Harry Styles recently opened up about his short-lived relationship with Taylor Swift for the first time. During an interview with Rolling Stone, the "Sign of the Times" singer was asked what we've been dying to know since the two split in January 2013: what was it really like dating the famous pop star? "I think relationships are hard at any age," he said, reflecting on photos taken from their infamous date in Central Park. "And adding in that you don't really understand exactly how it works when you're 18, trying to navigate all that stuff didn't make it easier. I mean, you're a little bit awkward to begin with. You're on a date with someone you really like. It should be that simple, right? It was a learning experience for sure. But at the heart of it — I just wanted it to be a normal date."
Following their breakup, Taylor decided to pour her heart into her music (as she usually does) by penning tracks like "Out of the Woods" and "Style" on her 1989 album. Though the lyrics have some striking similarities to their relationship, Harry isn't exactly sure if he's the inspiration. "I mean, I don't know if they're about me or not, but the issue is, she's so good, they're bloody everywhere," he added. "I write from my experiences; everyone does that." After all, his new track "Ever Since New York" is rumored to be about their relationship. "I'm lucky if everything [we went through together] helped create those songs.

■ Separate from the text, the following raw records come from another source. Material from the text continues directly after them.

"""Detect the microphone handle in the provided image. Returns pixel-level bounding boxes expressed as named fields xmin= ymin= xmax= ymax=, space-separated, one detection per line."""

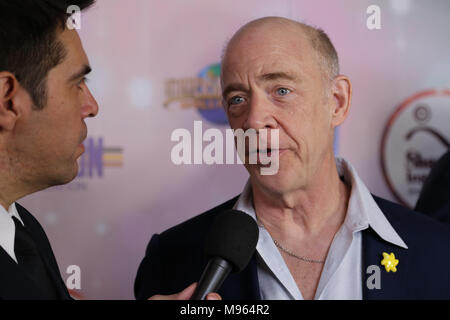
xmin=191 ymin=257 xmax=233 ymax=300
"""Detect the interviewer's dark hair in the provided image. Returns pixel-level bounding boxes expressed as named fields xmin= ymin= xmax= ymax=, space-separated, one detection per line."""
xmin=0 ymin=0 xmax=95 ymax=108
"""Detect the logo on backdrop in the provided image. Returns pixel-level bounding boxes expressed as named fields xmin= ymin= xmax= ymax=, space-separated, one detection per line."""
xmin=164 ymin=64 xmax=228 ymax=125
xmin=47 ymin=137 xmax=123 ymax=191
xmin=78 ymin=137 xmax=123 ymax=178
xmin=381 ymin=90 xmax=450 ymax=208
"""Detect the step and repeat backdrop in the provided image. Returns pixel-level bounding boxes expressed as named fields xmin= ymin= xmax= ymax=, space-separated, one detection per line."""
xmin=19 ymin=0 xmax=450 ymax=299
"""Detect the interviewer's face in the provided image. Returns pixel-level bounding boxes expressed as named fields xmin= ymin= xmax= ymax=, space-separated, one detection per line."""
xmin=222 ymin=25 xmax=333 ymax=194
xmin=16 ymin=30 xmax=98 ymax=188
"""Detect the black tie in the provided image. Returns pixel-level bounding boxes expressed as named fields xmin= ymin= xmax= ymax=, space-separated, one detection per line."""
xmin=12 ymin=217 xmax=57 ymax=299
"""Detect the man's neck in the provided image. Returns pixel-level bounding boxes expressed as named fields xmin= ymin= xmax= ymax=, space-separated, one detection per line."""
xmin=252 ymin=158 xmax=350 ymax=236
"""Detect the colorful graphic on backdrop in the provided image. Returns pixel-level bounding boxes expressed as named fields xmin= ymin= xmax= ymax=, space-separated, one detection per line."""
xmin=78 ymin=137 xmax=123 ymax=178
xmin=164 ymin=64 xmax=228 ymax=125
xmin=381 ymin=90 xmax=450 ymax=208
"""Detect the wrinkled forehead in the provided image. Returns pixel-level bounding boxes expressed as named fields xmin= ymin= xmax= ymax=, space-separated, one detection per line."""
xmin=222 ymin=24 xmax=317 ymax=83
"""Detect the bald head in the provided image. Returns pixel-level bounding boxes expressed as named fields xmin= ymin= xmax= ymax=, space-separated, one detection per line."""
xmin=222 ymin=17 xmax=339 ymax=84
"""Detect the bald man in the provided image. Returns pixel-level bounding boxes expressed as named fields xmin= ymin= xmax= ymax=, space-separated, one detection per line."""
xmin=135 ymin=17 xmax=450 ymax=300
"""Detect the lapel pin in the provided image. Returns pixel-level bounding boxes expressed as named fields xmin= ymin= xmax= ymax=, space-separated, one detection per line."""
xmin=381 ymin=252 xmax=398 ymax=272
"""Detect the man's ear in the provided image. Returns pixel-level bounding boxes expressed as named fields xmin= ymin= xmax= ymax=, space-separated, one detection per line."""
xmin=331 ymin=75 xmax=352 ymax=127
xmin=0 ymin=71 xmax=20 ymax=132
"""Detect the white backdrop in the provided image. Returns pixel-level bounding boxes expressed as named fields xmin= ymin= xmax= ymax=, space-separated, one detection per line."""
xmin=19 ymin=0 xmax=450 ymax=299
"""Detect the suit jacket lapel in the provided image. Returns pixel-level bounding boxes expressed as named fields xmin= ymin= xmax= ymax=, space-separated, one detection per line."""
xmin=219 ymin=254 xmax=261 ymax=300
xmin=17 ymin=205 xmax=70 ymax=299
xmin=0 ymin=247 xmax=48 ymax=300
xmin=362 ymin=227 xmax=411 ymax=300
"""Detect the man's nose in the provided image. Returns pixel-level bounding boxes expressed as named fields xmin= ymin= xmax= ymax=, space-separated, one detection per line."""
xmin=243 ymin=92 xmax=277 ymax=130
xmin=81 ymin=86 xmax=98 ymax=118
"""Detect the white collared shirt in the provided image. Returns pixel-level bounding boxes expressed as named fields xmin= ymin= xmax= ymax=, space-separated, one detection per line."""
xmin=0 ymin=202 xmax=24 ymax=263
xmin=234 ymin=158 xmax=408 ymax=300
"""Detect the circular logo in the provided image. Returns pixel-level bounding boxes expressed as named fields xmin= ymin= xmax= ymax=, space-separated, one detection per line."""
xmin=198 ymin=64 xmax=228 ymax=124
xmin=381 ymin=90 xmax=450 ymax=208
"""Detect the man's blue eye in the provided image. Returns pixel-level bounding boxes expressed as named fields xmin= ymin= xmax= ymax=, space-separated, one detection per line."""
xmin=230 ymin=96 xmax=244 ymax=105
xmin=277 ymin=88 xmax=291 ymax=96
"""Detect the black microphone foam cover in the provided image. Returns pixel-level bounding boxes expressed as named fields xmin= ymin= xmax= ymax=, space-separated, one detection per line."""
xmin=205 ymin=210 xmax=259 ymax=272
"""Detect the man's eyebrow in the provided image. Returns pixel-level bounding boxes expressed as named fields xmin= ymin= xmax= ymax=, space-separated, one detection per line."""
xmin=69 ymin=64 xmax=92 ymax=82
xmin=258 ymin=72 xmax=298 ymax=81
xmin=222 ymin=83 xmax=247 ymax=97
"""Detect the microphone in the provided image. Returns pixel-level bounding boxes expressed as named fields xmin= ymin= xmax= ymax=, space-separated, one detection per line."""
xmin=191 ymin=210 xmax=259 ymax=300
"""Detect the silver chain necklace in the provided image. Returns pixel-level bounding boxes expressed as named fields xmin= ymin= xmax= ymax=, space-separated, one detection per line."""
xmin=256 ymin=219 xmax=325 ymax=263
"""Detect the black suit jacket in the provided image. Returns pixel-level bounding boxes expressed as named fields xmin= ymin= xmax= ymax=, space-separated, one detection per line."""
xmin=0 ymin=204 xmax=70 ymax=300
xmin=414 ymin=150 xmax=450 ymax=227
xmin=134 ymin=197 xmax=450 ymax=300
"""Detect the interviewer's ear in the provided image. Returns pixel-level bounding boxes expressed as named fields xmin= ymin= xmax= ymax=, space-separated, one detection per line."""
xmin=331 ymin=75 xmax=352 ymax=127
xmin=0 ymin=71 xmax=20 ymax=132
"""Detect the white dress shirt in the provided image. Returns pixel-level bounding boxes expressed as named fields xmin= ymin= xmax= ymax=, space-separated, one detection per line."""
xmin=0 ymin=202 xmax=24 ymax=263
xmin=234 ymin=158 xmax=408 ymax=300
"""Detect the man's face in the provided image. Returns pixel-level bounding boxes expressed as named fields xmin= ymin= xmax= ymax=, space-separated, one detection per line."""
xmin=222 ymin=24 xmax=333 ymax=194
xmin=15 ymin=30 xmax=98 ymax=188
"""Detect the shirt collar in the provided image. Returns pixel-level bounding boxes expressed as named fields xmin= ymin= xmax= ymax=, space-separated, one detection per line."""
xmin=0 ymin=202 xmax=25 ymax=226
xmin=336 ymin=158 xmax=408 ymax=249
xmin=234 ymin=158 xmax=408 ymax=249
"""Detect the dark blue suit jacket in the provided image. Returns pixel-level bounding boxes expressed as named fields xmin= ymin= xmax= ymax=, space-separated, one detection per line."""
xmin=134 ymin=197 xmax=450 ymax=300
xmin=0 ymin=204 xmax=71 ymax=300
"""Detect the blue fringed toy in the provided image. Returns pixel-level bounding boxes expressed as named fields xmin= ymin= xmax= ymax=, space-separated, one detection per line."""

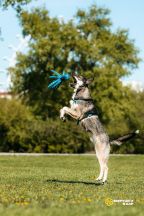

That's what hits your heart. That's the stuff that's hardest to say, and it's the stuff I talk least about. That's the part that's about the two people. I'm never going to tell anybody everything."
While Harry has never told Taylor how much he admires her music, he admitted, "She doesn't need me to tell her they're great. They're great songs . . . It's the most amazing unspoken dialogue ever." The two also aren't currently friends, but the former One Direction star has nothing but nice things to say about his ex. "Certain things don't work out," he said. "There's a lot of things that can be right, and it's still wrong. In writing songs about stuff like that, I like tipping a hat to the time together. You're celebrating the fact it was powerful and made you feel something, rather than 'this didn't work out, and that's bad.' And if you run into that person, maybe it's awkward, maybe you have to get drunk . . . but you shared something. Meeting someone new, sharing those experiences, it's the best sh*t ever. So thank you."